J’ai écrit un article sur la maladie de Sam dans le FT Weekend Magazine plus tôt cette année, après quoi lui et moi avons continué à nous voir régulièrement pour écrire, annonçant, à moitié en plaisantant, à moitié en souhaitant, que nous travaillions désormais sur un livre. Cet été, quand il ne pouvait plus parler, nous nous asseyions dans le Jardin du Luxembourg, où nous écoutions de la musique. Ou dans l’église de Saint-Germain-des-Prés, où nous allumions des bougies. Ou sur son balcon, où nous allumions des cigarillos. Le mot que tous ces souvenirs me font penser maintenant est tout simplement : courage. Samer était, malheureusement, trop spirituel pour pouvoir l’utiliser à propos de lui-même. (« Avez-vous déjà entendu quelqu’un dire : “est mort la nuit dernière après une lâche bataille contre sa tumeur ?” m’a-t-il un jour plaisanté en arabe.) Pourtant, son histoire serait incomplète sans cela.

Samer était courageux dans le sens le plus vital du terme. Courage, du vieux français couragedu latin cor, qui signifie le cœur. En effet, le cœur est resté l’ancre de Sam, même lorsque son cerveau a pris le dessus. Il est resté animé et orienté vers une seule idée : passer le plus de temps possible avec sa femme Isabelle et sa fille Violette. Il semblait souvent si convaincu de cette conviction qu’il m’a presque fait renoncer à la science, abandonnant la dure réalité de son pronostic au profit d’une vieille image à laquelle lui, le statisticien, savait mieux que quiconque se garder : qu’une force invincible, si elle rencontre un objet immobile, peut encore échouer.

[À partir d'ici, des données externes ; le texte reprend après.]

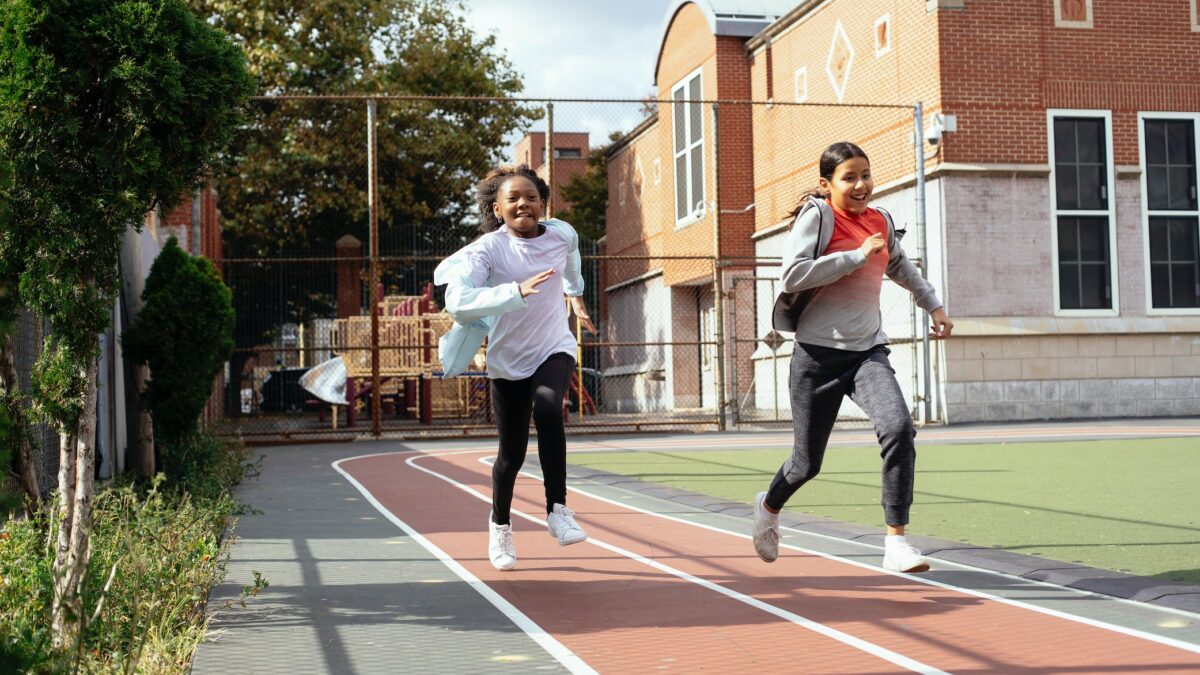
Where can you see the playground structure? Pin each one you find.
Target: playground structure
(409, 374)
(411, 383)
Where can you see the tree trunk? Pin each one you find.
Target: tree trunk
(77, 489)
(145, 426)
(24, 466)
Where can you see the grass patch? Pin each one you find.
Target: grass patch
(1127, 506)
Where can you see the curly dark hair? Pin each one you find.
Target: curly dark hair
(486, 190)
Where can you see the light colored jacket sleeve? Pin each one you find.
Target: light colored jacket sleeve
(907, 276)
(803, 266)
(468, 297)
(573, 276)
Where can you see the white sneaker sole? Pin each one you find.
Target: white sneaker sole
(575, 541)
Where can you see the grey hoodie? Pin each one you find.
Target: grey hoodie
(807, 273)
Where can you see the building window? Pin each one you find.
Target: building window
(1081, 186)
(1173, 215)
(1073, 13)
(882, 35)
(689, 149)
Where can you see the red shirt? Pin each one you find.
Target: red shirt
(849, 233)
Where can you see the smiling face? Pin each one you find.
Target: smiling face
(519, 204)
(851, 186)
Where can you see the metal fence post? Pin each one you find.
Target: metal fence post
(373, 291)
(919, 143)
(550, 157)
(718, 292)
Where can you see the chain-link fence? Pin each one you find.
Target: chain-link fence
(337, 209)
(28, 335)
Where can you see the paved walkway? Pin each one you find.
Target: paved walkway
(376, 566)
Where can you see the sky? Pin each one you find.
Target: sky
(579, 49)
(576, 48)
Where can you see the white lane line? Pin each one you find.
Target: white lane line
(845, 638)
(547, 641)
(1017, 603)
(1096, 623)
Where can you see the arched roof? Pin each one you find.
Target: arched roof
(738, 18)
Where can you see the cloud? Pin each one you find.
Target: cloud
(576, 49)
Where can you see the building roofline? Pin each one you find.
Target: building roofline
(787, 21)
(726, 22)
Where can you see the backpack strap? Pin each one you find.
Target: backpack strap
(894, 236)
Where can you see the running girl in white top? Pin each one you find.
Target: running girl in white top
(517, 273)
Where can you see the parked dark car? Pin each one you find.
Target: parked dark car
(281, 392)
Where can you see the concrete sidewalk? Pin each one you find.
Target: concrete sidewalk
(351, 592)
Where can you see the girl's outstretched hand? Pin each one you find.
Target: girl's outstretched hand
(942, 324)
(529, 286)
(871, 245)
(581, 311)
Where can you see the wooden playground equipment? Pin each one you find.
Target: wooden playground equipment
(409, 328)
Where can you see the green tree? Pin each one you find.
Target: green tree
(185, 334)
(588, 195)
(297, 177)
(107, 108)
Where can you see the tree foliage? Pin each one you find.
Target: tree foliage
(185, 334)
(107, 108)
(588, 195)
(297, 179)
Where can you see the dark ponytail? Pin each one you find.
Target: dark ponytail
(831, 159)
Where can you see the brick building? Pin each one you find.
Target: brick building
(570, 159)
(1062, 223)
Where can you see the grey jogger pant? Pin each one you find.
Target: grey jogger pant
(819, 380)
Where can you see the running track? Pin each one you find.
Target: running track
(651, 591)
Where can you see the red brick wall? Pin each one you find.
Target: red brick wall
(789, 138)
(1003, 64)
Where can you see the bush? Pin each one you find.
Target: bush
(185, 333)
(155, 557)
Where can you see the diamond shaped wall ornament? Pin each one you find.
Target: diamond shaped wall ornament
(841, 55)
(773, 340)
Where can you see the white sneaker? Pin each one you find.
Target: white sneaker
(499, 545)
(901, 556)
(766, 530)
(563, 527)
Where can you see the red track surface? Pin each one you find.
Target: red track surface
(622, 615)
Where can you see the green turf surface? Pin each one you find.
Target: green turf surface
(1129, 506)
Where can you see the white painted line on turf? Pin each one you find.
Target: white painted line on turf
(1020, 604)
(547, 641)
(1096, 623)
(845, 638)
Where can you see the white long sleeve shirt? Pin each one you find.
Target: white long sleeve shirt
(484, 281)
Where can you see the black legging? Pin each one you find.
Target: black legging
(513, 400)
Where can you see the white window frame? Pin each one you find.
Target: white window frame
(1059, 22)
(801, 84)
(696, 213)
(1151, 310)
(881, 49)
(1110, 183)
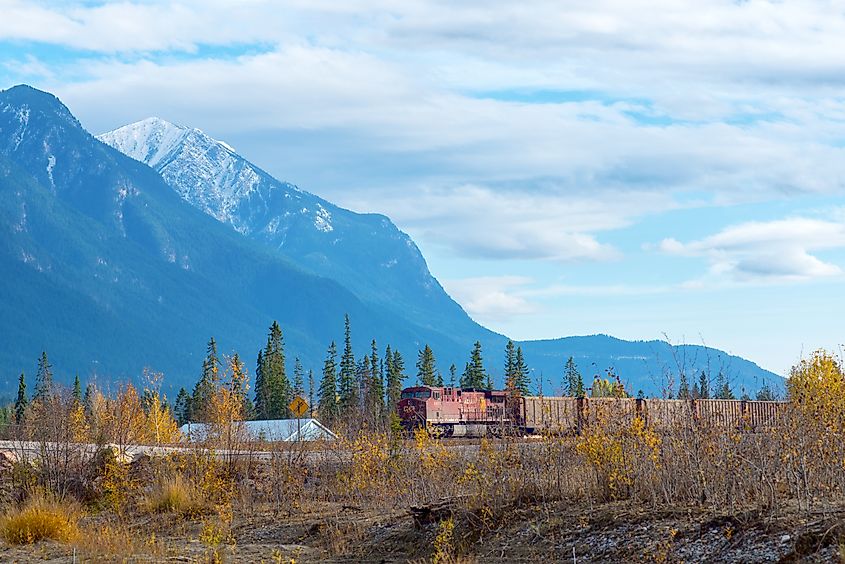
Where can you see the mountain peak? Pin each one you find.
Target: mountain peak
(25, 100)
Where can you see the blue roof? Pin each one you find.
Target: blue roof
(271, 430)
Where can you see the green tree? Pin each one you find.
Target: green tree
(474, 375)
(43, 379)
(207, 384)
(348, 388)
(182, 407)
(683, 389)
(280, 391)
(510, 367)
(310, 390)
(262, 389)
(703, 386)
(375, 389)
(426, 367)
(520, 381)
(395, 376)
(77, 391)
(723, 388)
(766, 393)
(298, 379)
(573, 379)
(328, 407)
(21, 401)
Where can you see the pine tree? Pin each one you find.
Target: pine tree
(766, 393)
(21, 401)
(723, 388)
(510, 368)
(683, 389)
(310, 390)
(573, 379)
(77, 391)
(298, 379)
(425, 367)
(275, 374)
(395, 376)
(347, 387)
(207, 384)
(240, 387)
(262, 389)
(703, 386)
(521, 381)
(375, 391)
(474, 374)
(328, 407)
(43, 379)
(182, 407)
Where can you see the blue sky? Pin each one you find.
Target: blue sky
(643, 169)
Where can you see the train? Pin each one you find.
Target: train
(470, 412)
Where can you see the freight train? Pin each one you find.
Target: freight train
(468, 412)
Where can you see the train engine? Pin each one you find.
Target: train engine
(455, 411)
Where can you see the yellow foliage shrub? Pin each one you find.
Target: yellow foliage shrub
(176, 495)
(40, 518)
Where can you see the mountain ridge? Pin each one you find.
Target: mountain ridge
(103, 236)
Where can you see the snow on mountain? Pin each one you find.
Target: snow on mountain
(365, 252)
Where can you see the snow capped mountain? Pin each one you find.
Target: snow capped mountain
(365, 252)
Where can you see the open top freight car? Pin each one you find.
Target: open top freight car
(470, 412)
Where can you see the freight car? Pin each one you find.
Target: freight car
(467, 412)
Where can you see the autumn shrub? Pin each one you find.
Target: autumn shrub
(40, 517)
(175, 494)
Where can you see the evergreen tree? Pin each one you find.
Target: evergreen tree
(766, 393)
(182, 407)
(207, 384)
(88, 400)
(520, 380)
(21, 401)
(395, 376)
(426, 367)
(683, 389)
(696, 391)
(703, 386)
(347, 387)
(240, 387)
(298, 377)
(375, 391)
(573, 379)
(274, 372)
(510, 368)
(43, 379)
(310, 391)
(723, 389)
(262, 389)
(77, 391)
(328, 407)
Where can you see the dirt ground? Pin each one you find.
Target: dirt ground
(562, 533)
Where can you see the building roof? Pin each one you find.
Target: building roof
(271, 430)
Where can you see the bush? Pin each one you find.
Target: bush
(176, 495)
(40, 518)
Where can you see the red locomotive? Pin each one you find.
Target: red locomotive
(469, 412)
(457, 412)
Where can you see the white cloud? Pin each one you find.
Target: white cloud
(490, 298)
(768, 251)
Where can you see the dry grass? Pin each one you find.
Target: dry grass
(175, 494)
(40, 518)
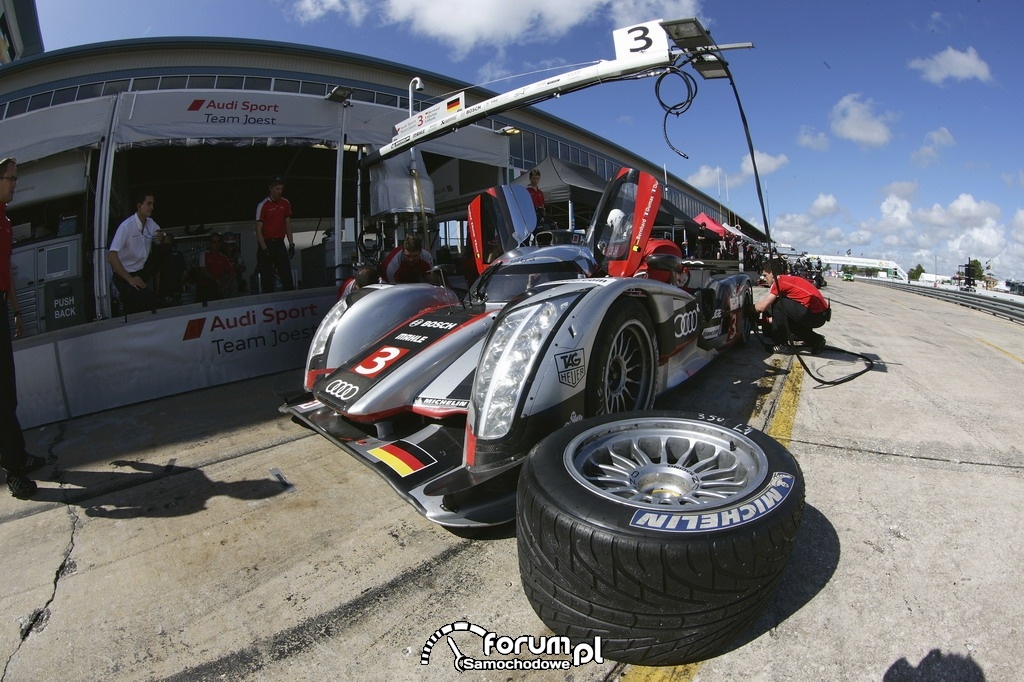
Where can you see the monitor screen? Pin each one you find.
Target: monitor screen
(57, 260)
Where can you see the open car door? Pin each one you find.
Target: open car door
(500, 219)
(624, 221)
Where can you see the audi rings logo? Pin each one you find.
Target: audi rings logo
(342, 389)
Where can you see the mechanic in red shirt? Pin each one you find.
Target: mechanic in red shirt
(13, 458)
(409, 263)
(216, 273)
(273, 223)
(795, 306)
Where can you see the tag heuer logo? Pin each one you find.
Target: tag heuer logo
(571, 367)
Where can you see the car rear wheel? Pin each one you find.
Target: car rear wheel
(663, 533)
(622, 375)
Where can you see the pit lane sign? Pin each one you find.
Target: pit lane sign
(436, 114)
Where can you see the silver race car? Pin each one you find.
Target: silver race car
(444, 395)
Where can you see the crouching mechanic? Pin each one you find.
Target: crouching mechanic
(795, 307)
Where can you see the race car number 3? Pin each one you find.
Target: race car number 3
(380, 360)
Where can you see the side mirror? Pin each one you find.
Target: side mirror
(665, 261)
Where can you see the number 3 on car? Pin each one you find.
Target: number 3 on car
(379, 361)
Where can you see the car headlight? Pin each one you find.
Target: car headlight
(508, 360)
(314, 358)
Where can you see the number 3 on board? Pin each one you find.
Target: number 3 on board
(640, 39)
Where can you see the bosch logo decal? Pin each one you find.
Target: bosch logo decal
(432, 324)
(342, 389)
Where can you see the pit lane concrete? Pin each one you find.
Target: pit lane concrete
(163, 547)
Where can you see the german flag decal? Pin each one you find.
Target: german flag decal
(404, 458)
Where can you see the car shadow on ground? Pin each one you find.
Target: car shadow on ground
(142, 489)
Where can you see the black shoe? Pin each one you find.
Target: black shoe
(32, 463)
(20, 487)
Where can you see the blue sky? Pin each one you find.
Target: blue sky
(890, 128)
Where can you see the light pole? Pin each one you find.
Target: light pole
(416, 84)
(705, 55)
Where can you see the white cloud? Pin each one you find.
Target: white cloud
(466, 25)
(824, 205)
(902, 188)
(928, 154)
(706, 177)
(855, 120)
(812, 138)
(766, 164)
(952, 65)
(1014, 179)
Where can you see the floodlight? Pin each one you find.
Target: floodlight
(688, 34)
(339, 94)
(711, 66)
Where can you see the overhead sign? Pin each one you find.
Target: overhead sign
(433, 115)
(176, 114)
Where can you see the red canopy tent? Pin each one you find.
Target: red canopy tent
(710, 223)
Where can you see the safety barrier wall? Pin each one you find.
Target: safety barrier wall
(113, 363)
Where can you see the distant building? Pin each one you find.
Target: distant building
(19, 35)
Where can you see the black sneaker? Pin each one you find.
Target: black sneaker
(32, 463)
(19, 486)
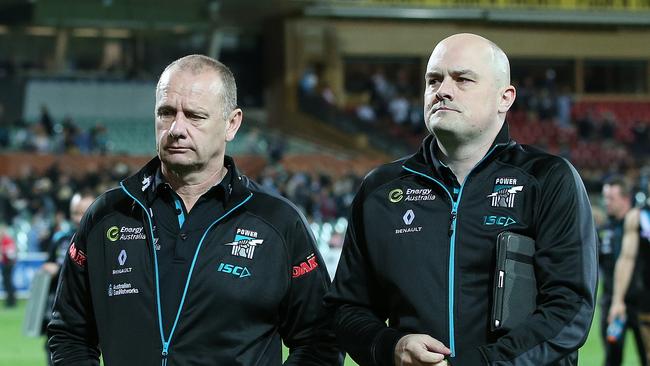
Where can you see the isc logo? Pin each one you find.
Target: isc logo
(236, 271)
(498, 220)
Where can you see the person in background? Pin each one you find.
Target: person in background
(617, 199)
(415, 279)
(57, 251)
(8, 257)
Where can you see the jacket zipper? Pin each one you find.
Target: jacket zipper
(167, 343)
(452, 242)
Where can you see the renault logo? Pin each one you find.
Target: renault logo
(408, 217)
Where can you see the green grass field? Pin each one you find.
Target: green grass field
(18, 350)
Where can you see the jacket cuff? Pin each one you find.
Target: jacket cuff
(481, 357)
(383, 348)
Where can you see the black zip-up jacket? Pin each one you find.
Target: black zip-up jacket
(422, 257)
(256, 280)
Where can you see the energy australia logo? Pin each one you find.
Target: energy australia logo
(115, 233)
(504, 192)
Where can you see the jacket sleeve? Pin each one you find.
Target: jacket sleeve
(72, 333)
(306, 326)
(566, 271)
(360, 313)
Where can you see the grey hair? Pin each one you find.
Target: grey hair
(197, 64)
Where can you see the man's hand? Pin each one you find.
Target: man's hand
(616, 310)
(420, 349)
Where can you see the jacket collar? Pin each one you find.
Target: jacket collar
(426, 162)
(142, 185)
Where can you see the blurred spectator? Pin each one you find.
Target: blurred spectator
(8, 255)
(46, 120)
(58, 249)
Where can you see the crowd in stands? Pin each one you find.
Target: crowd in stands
(37, 205)
(52, 137)
(599, 138)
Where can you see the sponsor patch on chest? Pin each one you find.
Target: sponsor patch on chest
(244, 243)
(505, 192)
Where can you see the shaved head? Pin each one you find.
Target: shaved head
(467, 90)
(495, 56)
(198, 64)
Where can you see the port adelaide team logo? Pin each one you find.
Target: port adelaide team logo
(504, 192)
(245, 243)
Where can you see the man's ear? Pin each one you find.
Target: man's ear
(233, 124)
(508, 95)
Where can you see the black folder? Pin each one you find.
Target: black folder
(515, 287)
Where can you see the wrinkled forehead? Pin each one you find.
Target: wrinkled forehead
(187, 83)
(468, 55)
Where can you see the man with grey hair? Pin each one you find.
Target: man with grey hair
(415, 282)
(189, 262)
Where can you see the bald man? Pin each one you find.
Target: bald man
(190, 262)
(414, 285)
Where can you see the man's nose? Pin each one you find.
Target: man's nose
(177, 129)
(446, 90)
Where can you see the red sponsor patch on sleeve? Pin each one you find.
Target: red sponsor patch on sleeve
(77, 255)
(305, 267)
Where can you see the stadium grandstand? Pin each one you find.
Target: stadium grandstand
(329, 90)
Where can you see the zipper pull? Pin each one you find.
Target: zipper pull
(451, 223)
(164, 353)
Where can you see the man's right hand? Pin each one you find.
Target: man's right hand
(616, 310)
(420, 349)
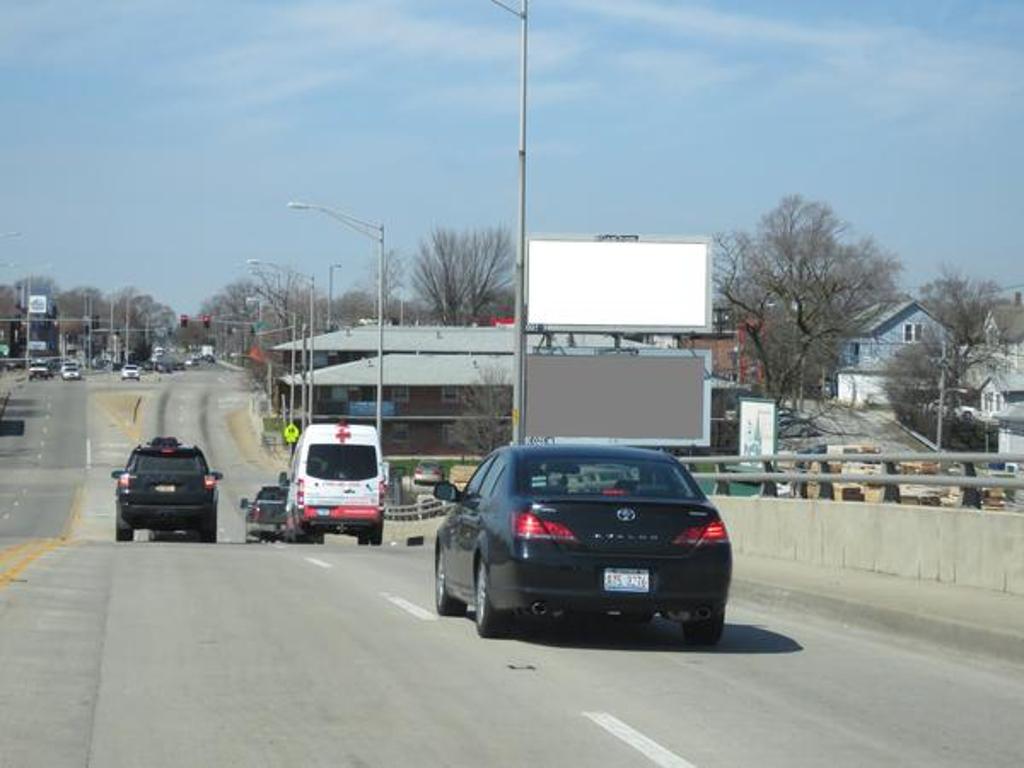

Tandis que j’écris cette phrase, les cloches de l’église Saint-Germain-des-Prés sonnent derrière moi. Sam a été enterré hier. Tout au long de la journée, ses amis n’ont cessé de se dire, entre eux ou à eux-mêmes : Sam aurait souri à cette idée, Sam aurait raconté cette blague. J’entendais des murmures se propager dans les rangs de l’église, comme un écho de la vie de Sam, traversant la douleur et la perte de son absence. L’un des participants aux funérailles portait un t-shirt Harley Davidson, digne de l’homme qui, en février 1998, avait écrit un article dans le Financial Times intitulé succinctement : « Ayez une vie, achetez une Harley ».

Le cercueil de Sam fut emporté au son de sa chanson préférée, « Can’t Stand Losing You » de The Police. Le prêtre semblait confus en entendant ces tambours joyeux démarrer et, pendant un moment, il s’est concentré sur l’orgue comme s’il menait une mutinerie, ce qui, je ne pouvais m’empêcher de penser, aurait fait rire Sam.

La plupart des histoires de ses amis de toujours, cinq décennies durant, de Beyrouth à Paris, de ce que Sam appelait par euphémisme, pour nous les enfants, « les 400 coups », ne pouvaient pas être racontées à l’église. Elles ont été partagées plus tard dans la soirée autour de la glace qu’il aimait le plus. Surtout, la fille de Sam, Violette, serrée contre elle et en sécurité par sa mère Isabelle, lui ressemblait plus que jamais auparavant, avec cette même douceur dans les yeux, cette même espièglerie dans le sourire.

Cela me rappelait cette impression d’image rémanente que j’avais si souvent ressentie avec Sam pendant les mois où nous écrivions ensemble. Souvent, quand je détournais les yeux de lui, vers mon carnet pour noter quelque chose qu’il avait dit ou vers la ville pour saisir un détail qu’il avait observé, quelque chose d’étrange se produisait. Il me semblait que son sourire possédait une sorte d’écho visuel, quelque chose qui n’est généralement pas réservé aux personnes mais aux lumières vives qui, après avoir regardé dedans et fermé les yeux, perdurent.